In the village of Batee in Pidie, LSU helped the animal husbandry group build a goat treatment hut that will serve as the feeding, medication and weighing area. This was completed after a number of the 90 goats IOM provided to the community sickened and died from a mysterious ailment.
The project has introduced the village to the advantages of an aquaponics system, a technique for food production that combines two existing proven methods - hydroponics for plants and aquaculture for seafood - into a symbiosis. It is the perfect solution for areas with high salinity.
The first phase involves the introduction of an innovative new system of shrimp farming that should increase the yield of black tiger prawns fourfold to 1.2 tonnes each quarter by dramatically improving the immature shrimp's survival rate.
The resulting "closed system" of shrimp rearing also produces a rich sludge that is an excellent source of nutrients for hydroponic plants. The construction of the hydroponic tanks (for fishing, planting and settling) was completed 19 March.

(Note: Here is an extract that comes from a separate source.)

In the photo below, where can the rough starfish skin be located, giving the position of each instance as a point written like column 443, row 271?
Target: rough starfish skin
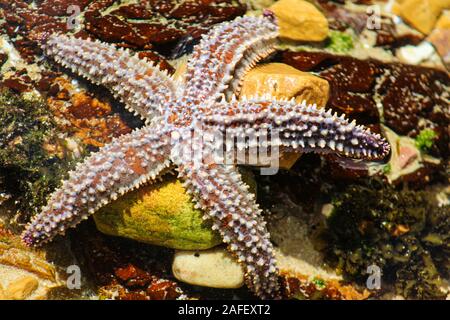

A local women's cooperative has also been trained to manufacture organic fertilizer in pellet form that can reduce the reliance upon chemical fertilizer, and has been shown to improve the soil quality and increase yields on Indonesian farms as far away as Kalimantan.
Once the community is convinced of the effectiveness of the new product, known as bokasih, there is an excellent opportunity to expand sales to other IOM livelihood sites as well as the local market.
IOM is providing training and the necessary equipment to allow fish farmers in Brandeng village in remote Aceh Tenggara to produce their own fish feed thus reducing the reliance on outside sources. In neighboring Aceh Singkil, 138 households in Lae Simolap village are being helped to create a communal farming system that will maximize the use of available land, and deal with a chronic problem with wild pigs raiding their gardens.